### Basics

#### Simple DAG structure

In [None]:

import datetime
from airflow import DAG

from airflow.decorators import task
from airflow.operators.bash import BashOperator
from airflow.operators.python import PythonOperator

default_dag_args = {
    "start_date": datetime.datetime(2018, 1, 1)
}

# Begin of workflow
with DAG(
    "simple_greeting",
    schedule_interval=datetime.timedelta(days=1),
    default_args=default_dag_args
) as dag:
    
    @task()
    def greeting():
        import logging
        
        logging.info("Hi")
        
    
    # Task calls function greeting()
    hello_python = PythonOperator(task_id="hi", python_callable=greeting)
    
    goodbye_bash = BashOperator(task_id="bye", bash_command="echo Goodbye.")
    
    # Define order of tasks with << and >>
    hello_python >> goodbye_bash

#### Bash Operator

Der BashOperator entählt folgende Pakete:  
    - gcloud command, including the gcloud storage sub-command for working with Cloud Storage buckets.  
    - bq command   
    - kubectl command


In [None]:

from airflow.operators import bash

# Create BigQuery output dataset.
make_bq_dataset = bash.BashOperator(
    taskt_id="make_bq_dataset"
    
    bash_command=f"bq ls {bq_dataset_name} || bq mk {bq_dataset_name}",
)

#### PythonOperator

Der Python Code wird bei Cloud Composer in einem container mit dem [Cloud Composer Image](https://cloud.google.com/composer/docs/concepts/versioning/composer-versions).

In [None]:
from airflow.operators.python import PythonOperator
    
@task()
def greeting():
    import logging
    
    logging.info("Hi")
    
# Task calls greeting() function
hello_python = PythonOperator(task_id="hi", python_callable=greeting)

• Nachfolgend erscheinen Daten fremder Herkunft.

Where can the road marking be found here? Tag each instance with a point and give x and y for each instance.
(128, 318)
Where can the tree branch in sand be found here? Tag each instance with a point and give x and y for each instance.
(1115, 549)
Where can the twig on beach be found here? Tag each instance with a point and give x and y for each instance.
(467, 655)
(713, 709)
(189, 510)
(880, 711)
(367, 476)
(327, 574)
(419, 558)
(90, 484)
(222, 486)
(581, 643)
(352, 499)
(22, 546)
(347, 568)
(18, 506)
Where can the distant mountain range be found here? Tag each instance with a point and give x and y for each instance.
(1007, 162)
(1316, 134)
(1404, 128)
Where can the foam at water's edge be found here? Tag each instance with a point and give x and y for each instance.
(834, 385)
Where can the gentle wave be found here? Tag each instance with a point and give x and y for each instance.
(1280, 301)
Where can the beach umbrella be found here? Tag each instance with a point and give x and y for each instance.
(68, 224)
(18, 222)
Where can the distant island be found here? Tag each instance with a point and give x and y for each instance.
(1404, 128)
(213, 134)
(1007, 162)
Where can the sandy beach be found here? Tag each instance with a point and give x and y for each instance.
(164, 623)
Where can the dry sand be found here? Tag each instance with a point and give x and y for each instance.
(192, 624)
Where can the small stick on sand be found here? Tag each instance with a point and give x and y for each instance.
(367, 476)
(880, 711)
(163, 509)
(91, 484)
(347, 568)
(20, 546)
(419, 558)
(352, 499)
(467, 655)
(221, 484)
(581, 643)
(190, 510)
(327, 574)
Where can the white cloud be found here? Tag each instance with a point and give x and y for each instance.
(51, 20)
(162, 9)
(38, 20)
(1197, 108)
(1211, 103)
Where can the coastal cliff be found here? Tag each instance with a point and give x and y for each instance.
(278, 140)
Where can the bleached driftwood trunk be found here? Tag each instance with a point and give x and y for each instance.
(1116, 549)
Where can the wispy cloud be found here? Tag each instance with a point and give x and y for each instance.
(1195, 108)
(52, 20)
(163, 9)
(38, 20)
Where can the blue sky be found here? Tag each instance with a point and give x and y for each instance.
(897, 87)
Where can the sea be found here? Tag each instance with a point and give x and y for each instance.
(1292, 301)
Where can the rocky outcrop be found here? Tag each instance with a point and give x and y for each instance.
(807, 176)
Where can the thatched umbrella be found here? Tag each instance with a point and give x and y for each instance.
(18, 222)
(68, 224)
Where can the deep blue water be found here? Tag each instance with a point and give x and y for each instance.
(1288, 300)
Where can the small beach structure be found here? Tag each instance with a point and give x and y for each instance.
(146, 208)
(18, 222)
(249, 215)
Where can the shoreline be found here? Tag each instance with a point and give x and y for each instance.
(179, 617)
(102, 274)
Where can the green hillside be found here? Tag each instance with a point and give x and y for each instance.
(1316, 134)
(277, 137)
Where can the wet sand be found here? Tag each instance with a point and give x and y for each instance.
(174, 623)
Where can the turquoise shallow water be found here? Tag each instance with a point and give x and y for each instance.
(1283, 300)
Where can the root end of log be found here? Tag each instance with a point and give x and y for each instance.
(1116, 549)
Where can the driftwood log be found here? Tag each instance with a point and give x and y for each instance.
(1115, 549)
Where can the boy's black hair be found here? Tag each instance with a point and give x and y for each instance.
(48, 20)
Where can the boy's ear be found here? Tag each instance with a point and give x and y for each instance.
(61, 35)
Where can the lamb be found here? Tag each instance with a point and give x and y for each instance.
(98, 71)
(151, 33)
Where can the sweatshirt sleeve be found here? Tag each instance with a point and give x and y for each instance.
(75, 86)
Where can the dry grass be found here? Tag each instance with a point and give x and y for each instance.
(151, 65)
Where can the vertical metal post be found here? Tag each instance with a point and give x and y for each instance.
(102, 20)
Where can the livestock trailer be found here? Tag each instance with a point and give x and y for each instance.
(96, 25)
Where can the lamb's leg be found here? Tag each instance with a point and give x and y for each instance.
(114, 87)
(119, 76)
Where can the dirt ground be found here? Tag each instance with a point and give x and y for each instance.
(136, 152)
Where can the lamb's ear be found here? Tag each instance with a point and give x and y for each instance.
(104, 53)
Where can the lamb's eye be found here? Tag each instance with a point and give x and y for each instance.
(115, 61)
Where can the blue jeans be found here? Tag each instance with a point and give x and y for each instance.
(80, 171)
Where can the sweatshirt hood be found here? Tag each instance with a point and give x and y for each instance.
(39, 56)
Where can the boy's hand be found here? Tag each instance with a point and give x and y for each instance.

#### Google Cloud Operators

Es gibt sehr viele [Google Cloud Operatoren](https://airflow.apache.org/docs/apache-airflow-providers-google/stable/operators/cloud/index.html).  

Der Link führt zur Doku.


#### EmailOperator

Was macht der wohl?  
Benötigt weiter Konfiguration im Composer environment.  

[12.000 Kostenlose Emails im Monat](https://cloud.google.com/composer/docs/configure-email)   (Anleitung zu Konfiguration)

In [None]:
from airflow.operators import email

min_query_date = 0
max_query_date = 0 
output_file="path/to/output/file"

# Send email confirmation 
email_summary = email.EmailOperator(
    task_id="email_summary",
    to="{{var.value.email}}",
    subject="Sample BigQuery notify data ready",
    html_content="""
    Analyzed Stack Overflow posts data from {min_date} 12AM to {max_date}
    12AM. The most popular question was '{question_title}' with
    {view_count} views. Top 100 questions asked are now available at:
    {export_location}.
    """.format(
        min_date=min_query_date,
        max_date=max_query_date,
        question_title=(
            "{{ ti.xcom_pull(task_ids='bq_read_most_popular', "
            "key='return_value')[0][0] }}"
        ),
        view_count=(
            "{{ ti.xcom_pull(task_ids='bq_read_most_popular', "
            "key='return_value')[0][1] }}"
        ),
        export_location=output_file,
    ),
)


#### Notification on operator failure

Man kann `email_on_faile` auf `True` setzen und erhält dann eine Benachrichtigung, wenn der DAG fehlschlägt.  
Muss in einem Composer environment ebenfalls konfiuriert werden.

In [None]:
from airflow import models

from airflow.operators.python import PythonOperator

yesterday = "Gestern"
project_id = "gcloud project id"

default_dag_args = {
    "start_date": yesterday,
    # Email whenever an Operator in the DAG fails.
    "email":"{{var.value.email}}",
    "email_on_failure":True,
    "email_on_retry":False,
    "retries":1,
    "retry_delay": datetime.timedelta(minutes=5),
    "project_id":project_id
}

with DAG(
    "composer_sample_bq_notify",
    schedule_interval=datetime.timedelta(weeks=4),
    default_args=default_dag_args
) as dag:
    
    @task()
    def HelloWorld():
        import logging
        
        logging.info(Hello World) # Wird schiefgehen!
    
    # Tasks
    hello_world = PythonOperator(task_id="HelloWorld", python_callable="HelloWorld")

#### Best practices

+ Custom libraries  
    Platziere keine custom libraries in das top-level des `/dags` Ordners.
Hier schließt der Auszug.